しかしバーバラには何もかもがお見通しだった。
「『僕なんかよりダミアンの方が腕が立つのに』なんて考えるんでしょ?」
バーバラは鼻で笑った。
「とんだ誤解ね。アナタほどブルースの教えを受けた物はいないわ。」
「つまり、回り―バーバラも込みで―は僕をバットマンにしたいの?」
「そうゆうこと。アナタ以上の力がジェイソンやティムにあれば別よ。」
「…ブルースはとんだ財産を残したものだ…。」
ブルースは居なくなっても僕を悩ませる。
ディックはまた一つ悩みを抱えた。
しかしディックの一番大きな悩みはお金の事だった。
ジェイソンの進学、ティムの海外修学旅行、そしてバッツの学校入学費。その他生活費諸々。

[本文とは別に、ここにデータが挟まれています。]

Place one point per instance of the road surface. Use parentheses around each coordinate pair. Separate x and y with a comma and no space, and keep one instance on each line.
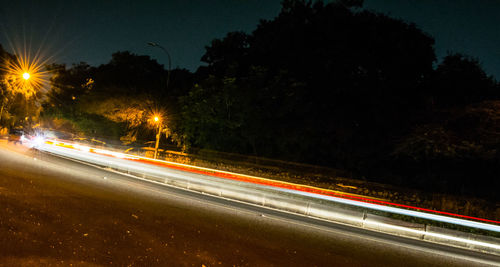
(59,212)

ディックは大型企業の秘書部に勤めていたが度重なる出費に困ってしまった。
頼みだったブルースは実はまったく貯金をしなかったのだ。
ディックはこれは不思議だと思った。ブルースは細かな所に気がつく人だった。職種がら保険の一つや二つ入っていてもいい。しかし無いものは仕方ない。
ディックはため息をついた。結局は自分が頑張るしかない。
気を引き締め会社に入った、と、エレベーターで上司のスレイドど一緒になってしまった。ディックはしまったと思った。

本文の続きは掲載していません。